Es ist Dogma und Mantra von Versicherern und Leistungserbringern zugleich: die Tarifpartnerschaft und die ihr zugrunde liegende Tarifautonomie als unverzichtbare Elemente des gelobten und teuren schweizerischen Gesundheitssystems. Die Praxis zeigt ein anderes Bild. Es stellt sich die Frage, warum Verhandlungslösungen offensichtlich kaum möglich sind und was denn helfen könnte, die Tarifpartnerschaft wiederzubeleben.

Christian Affolter, Verantwortlicher Tarifstrukturen bei der CSS

23. Mai 2018

Warum sind Verhandlungslösungen kaum möglich? Betrachtet man die Tarifpartnerschaft im ambulanten Bereich, zeigen sich drei zentrale Elemente, die diese behindern.
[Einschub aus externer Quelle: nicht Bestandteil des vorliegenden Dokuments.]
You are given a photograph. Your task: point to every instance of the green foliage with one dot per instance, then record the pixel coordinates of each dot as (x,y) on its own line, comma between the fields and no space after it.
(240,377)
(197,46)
Chancen für die Tarifpartnerschaft

1. Gemeinsame Ziele fehlen: Die Partner haben keine gemeinsamen Interessen und daraus abgeleitete Verhandlungsziele. Es gibt bei jedem Verhandlungsschritt Streit um Geld, das Sachziel einer korrekten Tarifstruktur tritt völlig in den Hintergrund, und das gegenseitige Vertrauen leidet. Weiter treten die einstigen in Spitzenverbänden organisierten Verhandlungspartner nicht mehr geeint auf. Die Versicherer spalteten sich in zwei Verbände und weitere Einkaufsgemeinschaften auf, die Ärzteschaft teilt sich in Spezialisten und Grundversorger, die ihre unterschiedlichen gewerkschaftlichen und standespolitischen Interessen nicht mehr gemeinsam vertreten können. Hinzu kommen noch zwei weitere Probleme: Einerseits sind die Versicherer eher auf der Gewinnerseite, wenn kein Verhandlungsergebnis zustande kommt und allenfalls der Bund den Tarif durchgibt, und andererseits gewinnen die Ärzte, wenn es darum geht, die medizinische Versorgung gegen stabile Prämien abzuwägen.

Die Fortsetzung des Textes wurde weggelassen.